Health minister flies into scandal to herald new year
There's nothing like the resignation of a health minister, even temporarily, to get the year in healthcare off to an interesting start so we thank Sussan Ley for her contribution to shaking the cobwebs out of the old year and giving us a cracking start to the new.
Ms Ley's decision to stand aside on Monday was the right one and, considering the outpouring of public disgust during the week at the culture of entitlement that seems rife in the political class, her decision to resign on Friday was probably the correct one too.

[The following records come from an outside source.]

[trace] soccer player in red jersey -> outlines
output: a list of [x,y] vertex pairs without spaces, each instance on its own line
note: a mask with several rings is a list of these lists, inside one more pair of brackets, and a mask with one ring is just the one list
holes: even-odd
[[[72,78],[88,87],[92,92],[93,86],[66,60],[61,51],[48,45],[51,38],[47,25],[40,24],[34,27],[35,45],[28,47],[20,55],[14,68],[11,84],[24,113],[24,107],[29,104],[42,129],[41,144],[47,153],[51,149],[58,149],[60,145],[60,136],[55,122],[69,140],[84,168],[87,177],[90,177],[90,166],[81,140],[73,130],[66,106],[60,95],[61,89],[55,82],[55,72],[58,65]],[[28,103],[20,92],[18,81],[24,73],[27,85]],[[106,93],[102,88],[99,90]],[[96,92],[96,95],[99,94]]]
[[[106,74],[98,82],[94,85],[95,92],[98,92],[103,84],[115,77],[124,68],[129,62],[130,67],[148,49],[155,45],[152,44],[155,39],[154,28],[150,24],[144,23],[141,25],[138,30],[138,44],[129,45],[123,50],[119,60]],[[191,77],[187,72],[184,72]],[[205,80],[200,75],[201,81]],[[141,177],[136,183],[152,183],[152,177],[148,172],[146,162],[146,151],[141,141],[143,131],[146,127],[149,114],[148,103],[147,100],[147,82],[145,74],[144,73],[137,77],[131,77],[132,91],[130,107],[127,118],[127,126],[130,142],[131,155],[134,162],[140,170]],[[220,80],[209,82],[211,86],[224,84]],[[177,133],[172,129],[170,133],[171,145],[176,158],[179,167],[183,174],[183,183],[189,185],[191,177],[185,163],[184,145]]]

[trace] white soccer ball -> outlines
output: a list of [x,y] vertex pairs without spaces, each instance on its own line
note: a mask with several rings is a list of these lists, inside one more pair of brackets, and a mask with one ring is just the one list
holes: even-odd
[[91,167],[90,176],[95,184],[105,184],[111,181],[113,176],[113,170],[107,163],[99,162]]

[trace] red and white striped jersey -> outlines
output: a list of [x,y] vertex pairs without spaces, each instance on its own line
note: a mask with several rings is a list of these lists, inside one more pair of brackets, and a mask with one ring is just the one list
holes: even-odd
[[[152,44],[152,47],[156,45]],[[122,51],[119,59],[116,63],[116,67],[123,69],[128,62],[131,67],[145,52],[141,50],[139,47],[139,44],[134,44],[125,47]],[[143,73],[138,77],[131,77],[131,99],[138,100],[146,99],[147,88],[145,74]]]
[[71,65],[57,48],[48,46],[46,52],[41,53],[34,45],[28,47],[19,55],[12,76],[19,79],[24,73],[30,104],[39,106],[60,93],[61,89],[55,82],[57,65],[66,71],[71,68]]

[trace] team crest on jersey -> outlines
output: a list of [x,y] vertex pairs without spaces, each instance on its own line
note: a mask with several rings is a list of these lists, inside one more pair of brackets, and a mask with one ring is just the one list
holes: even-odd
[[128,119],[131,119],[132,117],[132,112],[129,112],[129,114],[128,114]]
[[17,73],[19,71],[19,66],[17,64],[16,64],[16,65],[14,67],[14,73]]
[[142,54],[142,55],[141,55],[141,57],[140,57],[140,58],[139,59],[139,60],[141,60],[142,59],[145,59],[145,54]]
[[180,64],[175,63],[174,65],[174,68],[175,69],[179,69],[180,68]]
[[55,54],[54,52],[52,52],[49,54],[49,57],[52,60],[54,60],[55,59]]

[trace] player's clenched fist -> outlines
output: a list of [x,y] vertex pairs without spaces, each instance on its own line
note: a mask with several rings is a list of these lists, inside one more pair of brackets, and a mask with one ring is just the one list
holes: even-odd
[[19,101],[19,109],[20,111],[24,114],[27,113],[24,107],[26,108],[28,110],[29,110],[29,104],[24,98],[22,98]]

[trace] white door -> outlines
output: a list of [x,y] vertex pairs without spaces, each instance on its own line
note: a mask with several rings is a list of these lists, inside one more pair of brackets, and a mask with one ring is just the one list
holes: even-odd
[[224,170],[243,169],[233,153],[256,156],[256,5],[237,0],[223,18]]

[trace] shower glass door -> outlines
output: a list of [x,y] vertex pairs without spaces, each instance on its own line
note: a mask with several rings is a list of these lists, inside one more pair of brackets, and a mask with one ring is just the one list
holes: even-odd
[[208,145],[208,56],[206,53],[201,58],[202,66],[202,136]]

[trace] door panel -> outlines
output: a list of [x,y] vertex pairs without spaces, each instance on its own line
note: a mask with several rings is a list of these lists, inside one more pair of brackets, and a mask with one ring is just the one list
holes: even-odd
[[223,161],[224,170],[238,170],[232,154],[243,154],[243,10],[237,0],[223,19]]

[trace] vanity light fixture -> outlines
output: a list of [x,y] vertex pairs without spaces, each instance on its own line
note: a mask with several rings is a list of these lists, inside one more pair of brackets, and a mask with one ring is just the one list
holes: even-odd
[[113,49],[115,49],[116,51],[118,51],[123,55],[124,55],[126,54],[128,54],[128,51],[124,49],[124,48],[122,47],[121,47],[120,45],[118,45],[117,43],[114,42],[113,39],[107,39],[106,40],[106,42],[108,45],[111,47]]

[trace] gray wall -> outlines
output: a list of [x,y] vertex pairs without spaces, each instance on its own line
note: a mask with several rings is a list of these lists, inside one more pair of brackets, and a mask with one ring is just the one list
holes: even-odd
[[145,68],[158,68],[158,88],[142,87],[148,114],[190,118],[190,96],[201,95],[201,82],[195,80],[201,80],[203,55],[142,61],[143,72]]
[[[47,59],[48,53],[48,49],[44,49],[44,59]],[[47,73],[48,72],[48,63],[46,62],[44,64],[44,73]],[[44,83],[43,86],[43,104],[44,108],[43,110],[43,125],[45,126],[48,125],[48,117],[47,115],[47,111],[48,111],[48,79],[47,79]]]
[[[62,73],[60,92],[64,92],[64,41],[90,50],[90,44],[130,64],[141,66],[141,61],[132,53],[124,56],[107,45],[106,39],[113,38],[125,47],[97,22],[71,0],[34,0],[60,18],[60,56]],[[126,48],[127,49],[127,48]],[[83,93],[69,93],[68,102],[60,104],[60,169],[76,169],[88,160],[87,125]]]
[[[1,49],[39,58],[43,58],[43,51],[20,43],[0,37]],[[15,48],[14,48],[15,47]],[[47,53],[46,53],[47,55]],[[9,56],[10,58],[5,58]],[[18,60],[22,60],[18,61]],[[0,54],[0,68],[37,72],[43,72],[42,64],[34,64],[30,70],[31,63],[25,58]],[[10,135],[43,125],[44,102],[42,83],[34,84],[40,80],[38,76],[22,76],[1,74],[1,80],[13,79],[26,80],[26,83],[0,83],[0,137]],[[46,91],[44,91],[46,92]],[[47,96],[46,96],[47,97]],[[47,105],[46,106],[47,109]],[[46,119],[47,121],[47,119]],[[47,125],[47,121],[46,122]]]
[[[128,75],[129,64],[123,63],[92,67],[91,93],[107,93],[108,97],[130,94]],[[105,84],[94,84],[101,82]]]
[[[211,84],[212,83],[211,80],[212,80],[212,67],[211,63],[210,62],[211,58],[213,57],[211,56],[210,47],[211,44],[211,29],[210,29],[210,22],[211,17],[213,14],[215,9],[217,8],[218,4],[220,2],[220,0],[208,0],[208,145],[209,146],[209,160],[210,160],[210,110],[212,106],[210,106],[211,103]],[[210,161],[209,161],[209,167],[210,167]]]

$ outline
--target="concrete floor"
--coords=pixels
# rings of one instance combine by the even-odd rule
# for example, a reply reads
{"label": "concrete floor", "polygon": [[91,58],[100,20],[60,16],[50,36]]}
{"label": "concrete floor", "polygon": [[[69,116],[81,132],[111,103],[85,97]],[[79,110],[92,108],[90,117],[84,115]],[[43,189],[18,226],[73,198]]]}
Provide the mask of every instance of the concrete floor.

Having observed numerous health and aged care ministers come and go over the years, Pulse+IT believes Ms Ley was far from the worst. She reluctantly presided over the freeze on Medicare rebates but did nothing much to fight it and she was weak in the face of the lobbying might of the community pharmacy and private pathology sectors. However, she generally seemed to listen to the advice of her department and made some of the right calls.
In eHealth, there were major stumbles in her handling of the Medicare payments outsourcing debacle and the announcement of the National Cancer Screening Register tender but she was not on her own there, sharing those stumbles with the Prime Minister.
She continued with her party's policy of supporting the roll-out of the My Health Record and, after she thankfully extricated the aged care portfolio from the clutches of the Department of Social Services, the My Aged Care system. Neither were improved in any measurable way and she raised the ire of the general practice community – again – by supporting the changes to the ePIP, but on balance her tenure did nothing much to progress but also nothing much to damage the march towards digitisation.
Perhaps her greatest failing was when healthcare – or Medicare more correctly – turned out to be the biggest single issue of the 2016 election, during which she pretty much stayed silent. She may have ridden out the travel entitlements scandal but she must have been severely damaged within the party over the near-miss at the election.
Besides Nicola Roxon, the last health minister to last longer than a single election cycle was Tony Abbott, the father of NEHTA who famously declared in 2003 that failure to establish an electronic patient record within five years would be an indictment against the government.
Some wags reckon it might be time for round two.